Todos os meses, Tom Norris preside ao encontro de um grupo de apoio que ajudou a fundar há alguns anos, através da Associação Americana da Dor Crónica. O objectivo do grupo é proporcionar terapia de grupo, aplicando os novos conhecimentos científicos, segundo os quais os nossos
pensamentos e sensações podem alterar a experiência de dor.

Juntei-me a ele num encontro recentemente realizado numa igreja de Los Angeles. Tom apresentou-se aos membros enquanto eles iam chegando. (Para respeitar a sua privacidade, decidi não lhes perguntar os apelidos.) Um deles, um jovem magro chamado Brian, apertou-me a mão. Quando lhe expliquei, tal como fiz aos restantes, que viera para ouvir e não para participar, ele brincou: “Se calhar, podíamos dar-lhe um murro na cara para conseguir perceber o que sentimos.”

Éramos dez pessoas no total: cinco homens e cinco mulheres. Dispusemos as cadeiras em círculo e sentámo-nos. Encostando a bengala a uma mesa, Tom sentou-se e pediu aos membros para partilharem como corria a sua vida.

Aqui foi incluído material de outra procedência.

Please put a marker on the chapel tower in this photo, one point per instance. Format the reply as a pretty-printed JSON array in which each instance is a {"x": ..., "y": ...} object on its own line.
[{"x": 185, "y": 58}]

Brian, que sofre de dores abdominais graves que os médicos ainda não conseguiram diagnosticar, foi o primeiro a falar. Contou que fora a uma aula de jujitsu, que o ajudou temporariamente a esquecer a dor. “É triste que eu tenha de sofrer outra dor para esquecer esta”, disse, rindo-se. “Pensei em vocês ao longo da semana. Isso permitiu que me sentisse melhor.”

Os membros conhecem as histórias uns dos outros, mas parecem ter-se comprometido, por meio de um contrato não verbal, a escutar-se uns aos outros com toda a sua atenção, mesmo que já tenham ouvido as mesmas palavras antes. “Hoje telefonei para uma linha de socorro para suicidas”, disse uma mulher chamada Jane. Ela padece de fibromialgia e de síndrome da dor regional complexa, entre outras maleitas. “Queixei-me tanto aos meus amigos que já não quero telefonar-lhes.”

Tom Norris disse que está apenas a um telefonema de distância. “Às vezes, só precisamos de gritar”, disse. Dirigindo-se a outra mulher do grupo que admitira sentir relutância quanto a procurar ajuda, recomendou: “Por isso, por favor, grite.”

Quando a reunião terminou, Tom esperou que todos saíssem da sala antes de desligar as luzes. Perguntei-lhe o que o inspirara a organizar o encontro mensal. “Acho que as minhas experiências ajudam frequentemente as pessoas”, disse. No entanto, isto também o ajudava a ele, acrescentou. “Estes encontros fazem-me sentir que ainda contribuo para a sociedade e que não sou o único que lida com a dor crónica.”